In several countries newborns are screened for tyrosinemia type 1 using tyrosine as a primary marker . In some situations elevated tyrosine levels in blood are discovered due to elevated tyrosine in a metabolic urine screening. In Peru, some pediatric patients suspected of having a genetic condition (inborn error of metabolism) undergo a metabolic urine screening that includes - among other things - qualitative detection of tyrosine. However, when there are elevated levels of tyrosine in urine this does not always mean that the patient has a genetic condition. Most often hypertyrosinemia has a non-genetic origin.
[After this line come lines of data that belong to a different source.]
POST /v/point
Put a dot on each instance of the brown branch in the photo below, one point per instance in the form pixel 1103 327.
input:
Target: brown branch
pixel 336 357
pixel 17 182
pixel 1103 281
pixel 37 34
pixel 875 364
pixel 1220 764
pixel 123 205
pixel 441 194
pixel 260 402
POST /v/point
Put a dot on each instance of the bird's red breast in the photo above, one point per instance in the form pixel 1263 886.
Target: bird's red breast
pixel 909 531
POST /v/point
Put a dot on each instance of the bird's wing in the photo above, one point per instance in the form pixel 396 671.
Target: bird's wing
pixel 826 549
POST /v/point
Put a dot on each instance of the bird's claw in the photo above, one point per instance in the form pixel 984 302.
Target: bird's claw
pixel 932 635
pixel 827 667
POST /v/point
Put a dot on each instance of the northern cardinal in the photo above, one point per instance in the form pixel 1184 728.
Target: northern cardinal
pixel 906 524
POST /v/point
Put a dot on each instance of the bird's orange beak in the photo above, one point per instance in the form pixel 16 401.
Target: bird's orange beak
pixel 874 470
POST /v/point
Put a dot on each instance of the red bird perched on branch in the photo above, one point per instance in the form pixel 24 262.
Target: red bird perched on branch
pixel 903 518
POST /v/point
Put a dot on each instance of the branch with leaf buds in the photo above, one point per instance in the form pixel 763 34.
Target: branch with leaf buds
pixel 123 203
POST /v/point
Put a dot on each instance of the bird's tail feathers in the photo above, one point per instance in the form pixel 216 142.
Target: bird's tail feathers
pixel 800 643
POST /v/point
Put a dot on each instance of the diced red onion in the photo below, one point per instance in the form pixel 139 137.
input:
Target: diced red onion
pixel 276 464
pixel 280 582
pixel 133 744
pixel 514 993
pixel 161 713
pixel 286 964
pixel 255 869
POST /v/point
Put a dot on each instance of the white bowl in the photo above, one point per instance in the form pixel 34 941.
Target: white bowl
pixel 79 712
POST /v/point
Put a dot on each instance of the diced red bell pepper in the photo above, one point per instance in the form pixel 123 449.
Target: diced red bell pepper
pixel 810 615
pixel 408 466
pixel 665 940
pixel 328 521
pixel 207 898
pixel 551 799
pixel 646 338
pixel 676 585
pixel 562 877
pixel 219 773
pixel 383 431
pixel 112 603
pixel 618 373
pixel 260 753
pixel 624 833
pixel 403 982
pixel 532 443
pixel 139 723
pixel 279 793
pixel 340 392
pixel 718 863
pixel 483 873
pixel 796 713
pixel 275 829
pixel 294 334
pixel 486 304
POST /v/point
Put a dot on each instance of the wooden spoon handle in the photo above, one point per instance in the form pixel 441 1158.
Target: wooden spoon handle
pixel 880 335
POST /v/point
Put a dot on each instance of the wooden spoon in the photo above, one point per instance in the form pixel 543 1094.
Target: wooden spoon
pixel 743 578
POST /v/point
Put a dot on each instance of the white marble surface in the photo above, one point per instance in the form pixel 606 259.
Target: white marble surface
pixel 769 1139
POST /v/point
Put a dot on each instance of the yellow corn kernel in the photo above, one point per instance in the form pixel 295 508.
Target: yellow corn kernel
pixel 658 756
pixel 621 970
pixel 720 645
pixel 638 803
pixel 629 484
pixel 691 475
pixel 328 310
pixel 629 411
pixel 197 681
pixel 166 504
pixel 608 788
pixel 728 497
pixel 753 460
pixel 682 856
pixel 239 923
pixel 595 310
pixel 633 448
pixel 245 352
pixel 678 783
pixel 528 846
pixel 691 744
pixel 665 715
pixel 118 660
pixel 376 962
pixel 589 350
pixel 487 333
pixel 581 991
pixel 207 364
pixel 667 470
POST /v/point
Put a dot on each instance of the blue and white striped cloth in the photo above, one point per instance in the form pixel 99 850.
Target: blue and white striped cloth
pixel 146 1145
Therefore, it is important to review the non-genetic causes of hypertyrosinemia and thus avoid potential misinterpretations of this finding. The genetic entities associated with increased levels of tyrosine are those that generate an enzymatic deficiency in the degradation of tyrosine, within which tyrosinemias type I, II or III are included (2,3). However, elevated tyrosine levels in the blood usually have a nongenetic cause. The most common non-genetic cause of increased tyrosine levels in the blood is transient tyrosinemia of the newborn. This is due to immaturity of enzymes involved in tyrosine degradation– such as 4-hydroxyphenylpyruvate dioxygenase– such as 4-hydroxyphenylpyruvate dioxygenase.